Which is why we dislike traditional education and were looking to do something better – we wanted to find a way to allow students to be creative, to explore, to create – while learning. In other words, we wanted to see students immerse themselves in the material in many different ways and learn through experiencing rather than through passive listening.
Immersive education is about immersing students in a rich, complex curriculum that allows them to learn by participating in a wide range of engaging activities. Of course, immersive education doesn’t have to be about technology!
There are many ways to immerse students, as many homeschooling parents know quite well. We immerse our children when we take them outside to the playground and allow them to throw a ball down the slide and see what happens (gravity!). We immerse our students when we let them build with blocks and find out which structures are stable and which are not. We immerse children in art when we take them to the museum, to the library and to the children’s theater.

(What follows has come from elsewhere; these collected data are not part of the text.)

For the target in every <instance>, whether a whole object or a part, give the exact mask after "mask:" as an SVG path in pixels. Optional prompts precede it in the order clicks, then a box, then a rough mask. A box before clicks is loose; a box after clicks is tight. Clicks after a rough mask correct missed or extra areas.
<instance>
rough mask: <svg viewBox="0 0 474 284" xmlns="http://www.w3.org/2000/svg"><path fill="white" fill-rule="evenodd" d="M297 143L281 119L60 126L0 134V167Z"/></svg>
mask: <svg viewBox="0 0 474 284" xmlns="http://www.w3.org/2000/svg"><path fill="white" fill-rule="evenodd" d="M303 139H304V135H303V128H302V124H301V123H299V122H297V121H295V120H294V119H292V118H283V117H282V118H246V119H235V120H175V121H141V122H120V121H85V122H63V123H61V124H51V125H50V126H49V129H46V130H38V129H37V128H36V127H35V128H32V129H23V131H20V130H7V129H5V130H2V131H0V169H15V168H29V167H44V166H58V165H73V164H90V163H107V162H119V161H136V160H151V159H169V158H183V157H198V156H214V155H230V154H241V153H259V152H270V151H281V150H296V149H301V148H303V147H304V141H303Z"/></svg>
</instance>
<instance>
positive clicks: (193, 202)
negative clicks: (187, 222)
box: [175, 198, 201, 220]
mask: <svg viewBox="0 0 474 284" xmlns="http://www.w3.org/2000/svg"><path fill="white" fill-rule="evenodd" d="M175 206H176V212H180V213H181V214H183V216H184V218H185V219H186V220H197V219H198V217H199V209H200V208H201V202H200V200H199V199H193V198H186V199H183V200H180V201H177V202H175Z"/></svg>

There are countless ways to teach by immersion. Certainly one of them is using the wonderful tools that technology offers to immerse, experience, and create.
When kids use technology, and especially 3D technology to learn, they immerse themselves in their virtual surroundings. They get to play, create, discuss, collaborate and build, all while assuming a unique 3D personality via their avatar. The beauty of 3D immersive education is that it uses technology to free students from physical limitations such as location or special needs and allows them to truly immerse themselves in the material.